Die Sache mit der Inspiration
„Was hat dich zu diesem Buch inspiriert“, werde ich immer wieder gefragt, zuletzt bei der Bücherparty von Papa.Hirsch.liest auf Instagram. Inspiriert ist in diesem Fall kein besonders treffender Begriff, denn Inspiration, dieser unverhoffte Augenblick, in dem man von einem künstlerischen Geistesblitz getroffen wird, fühlt sich normalerweise anders an.
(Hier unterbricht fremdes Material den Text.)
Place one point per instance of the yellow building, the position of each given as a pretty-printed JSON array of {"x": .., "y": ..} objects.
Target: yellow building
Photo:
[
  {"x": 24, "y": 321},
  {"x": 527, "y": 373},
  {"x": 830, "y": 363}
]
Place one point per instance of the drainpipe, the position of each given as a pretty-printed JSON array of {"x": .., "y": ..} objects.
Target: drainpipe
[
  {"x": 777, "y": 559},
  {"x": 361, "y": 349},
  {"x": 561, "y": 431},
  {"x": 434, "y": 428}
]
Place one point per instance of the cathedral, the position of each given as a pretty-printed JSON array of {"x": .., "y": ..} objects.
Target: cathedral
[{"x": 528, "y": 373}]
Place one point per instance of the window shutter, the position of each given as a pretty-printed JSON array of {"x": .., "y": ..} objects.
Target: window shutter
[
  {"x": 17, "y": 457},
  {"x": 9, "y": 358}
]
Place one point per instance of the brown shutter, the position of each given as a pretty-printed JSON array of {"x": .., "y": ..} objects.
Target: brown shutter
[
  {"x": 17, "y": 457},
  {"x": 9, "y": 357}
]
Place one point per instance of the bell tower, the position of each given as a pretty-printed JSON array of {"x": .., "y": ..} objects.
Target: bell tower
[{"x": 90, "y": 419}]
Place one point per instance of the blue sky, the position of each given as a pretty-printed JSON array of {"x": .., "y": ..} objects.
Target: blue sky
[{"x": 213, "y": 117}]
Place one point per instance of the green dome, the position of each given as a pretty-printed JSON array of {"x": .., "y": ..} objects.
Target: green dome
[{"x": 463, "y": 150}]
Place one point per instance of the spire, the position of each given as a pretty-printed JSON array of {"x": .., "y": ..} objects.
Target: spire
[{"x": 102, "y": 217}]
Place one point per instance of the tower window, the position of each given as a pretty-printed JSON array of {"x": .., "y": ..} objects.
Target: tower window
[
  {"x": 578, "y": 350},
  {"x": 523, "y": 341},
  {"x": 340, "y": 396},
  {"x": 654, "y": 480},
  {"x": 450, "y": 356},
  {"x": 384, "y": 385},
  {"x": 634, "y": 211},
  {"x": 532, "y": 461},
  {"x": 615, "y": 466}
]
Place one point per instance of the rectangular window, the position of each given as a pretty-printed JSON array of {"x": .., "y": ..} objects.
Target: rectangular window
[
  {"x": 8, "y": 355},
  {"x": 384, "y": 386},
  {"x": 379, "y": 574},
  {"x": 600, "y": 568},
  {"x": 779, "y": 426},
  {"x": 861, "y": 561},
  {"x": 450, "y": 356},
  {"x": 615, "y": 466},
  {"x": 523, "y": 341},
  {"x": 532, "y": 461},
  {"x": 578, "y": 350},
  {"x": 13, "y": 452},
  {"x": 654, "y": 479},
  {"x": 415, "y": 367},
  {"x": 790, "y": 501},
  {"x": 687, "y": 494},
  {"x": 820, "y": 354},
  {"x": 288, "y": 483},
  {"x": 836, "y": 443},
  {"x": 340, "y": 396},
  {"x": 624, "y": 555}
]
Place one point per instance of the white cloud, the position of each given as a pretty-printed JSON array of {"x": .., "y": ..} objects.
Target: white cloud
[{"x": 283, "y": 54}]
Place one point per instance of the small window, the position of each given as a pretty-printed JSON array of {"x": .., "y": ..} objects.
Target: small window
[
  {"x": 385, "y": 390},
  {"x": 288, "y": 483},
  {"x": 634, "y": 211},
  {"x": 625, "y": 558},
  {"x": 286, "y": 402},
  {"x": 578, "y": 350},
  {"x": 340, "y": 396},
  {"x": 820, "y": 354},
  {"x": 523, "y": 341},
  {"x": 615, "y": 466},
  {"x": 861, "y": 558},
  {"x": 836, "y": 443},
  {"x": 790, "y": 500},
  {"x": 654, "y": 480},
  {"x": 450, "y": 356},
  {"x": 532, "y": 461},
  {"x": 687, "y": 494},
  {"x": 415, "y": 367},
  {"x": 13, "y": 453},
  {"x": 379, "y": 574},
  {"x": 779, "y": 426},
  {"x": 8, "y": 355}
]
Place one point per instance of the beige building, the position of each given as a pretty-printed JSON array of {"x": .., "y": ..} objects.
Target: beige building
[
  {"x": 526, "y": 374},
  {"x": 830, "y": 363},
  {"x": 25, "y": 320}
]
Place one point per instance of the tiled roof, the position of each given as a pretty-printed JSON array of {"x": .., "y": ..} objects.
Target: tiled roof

Inspiration war es also nicht, die mich dazu gebracht hat, das Buch zu schreiben, aber natürlich gab es einen Anlass: den russischen Angriffskrieg auf die Ukraine.
Lasst die Kinder in Frieden
Jetzt ist etwas derart Barbarisches und Menschenverachtendes wie ein Krieg nichts, worüber ich in einem Kinderbuch schreiben möchte. Es ist nämlich nichts, was ich meinen Kindern selbst vorlesen würde. Kinder haben genug eigenen Probleme, sie müssen sich nicht noch zusätzlich mit dem rumschlagen, was die Erwachsenen so verbocken. Aber doch… aber doch… das Thema ließ mich nicht los, und zwar aus zwei Gründen.
Kleine Sorgen, große Sorgen
Erstens ist das Thema Kindern vielleicht doch gar nicht so fremd. Meine Oma seufzte früher öfters: „Du hast es gut, du hast noch keine Sorgen!“ Ich war kein Kind, das viel widersprach, aber ich weiß noch genau, was ich damals dachte: Natürlich habe ich Sorgen. Sonst würde ich ja nicht so viel weinen. Meine Sorgen kommen euch Erwachsenen vielleicht unwichtig vor, aber für mich sind sie genauso wichtig, wie eure Sorgen für euch. Und ich weiß auch noch, dass ich mir damals vorgenommen habe, diesen Augenblick und diesen Gedanken nicht zu vergessen. Ich wollte mich daran erinnern, wenn ich dereinst groß sein würde. Dieses Versprechen der kleinen Annika gegenüber habe ich gehalten. Und es ist vielleicht einer der Gründe, warum ich heute Kinderbücher schreibe.
Ein Fünkchen Hoffnung
Zweitens waren natürlich auch all die skrupellosen Diktatoren von heute mal kleine Kinder. Es ist vielleicht vermessen zu denken, dass sie sich anders entwickelt hätten, wenn sie nur die richtigen Bücher gelesen hätten. Deshalb entschied ich mich, als ich mir darüber Gedanken machte, was für ein Kinderbuch ich schreiben wollte, für ein Buch mit ganz konkreten Vorschlägen, wie man den Frieden tatsächlich lernen und bewahren kann. Vorschlägen, die sich wirklich umsetzen lassen. In Klassen, in Familien, in Gemeinden, in Vereinen, überall, wo Menschen zusammenkommen. Wenn nur ein winziger Funke Hoffnung besteht, die Welt mit einem Buch ein bisschen besser zu machen, sollte man es doch wagen! Also wagte ich es.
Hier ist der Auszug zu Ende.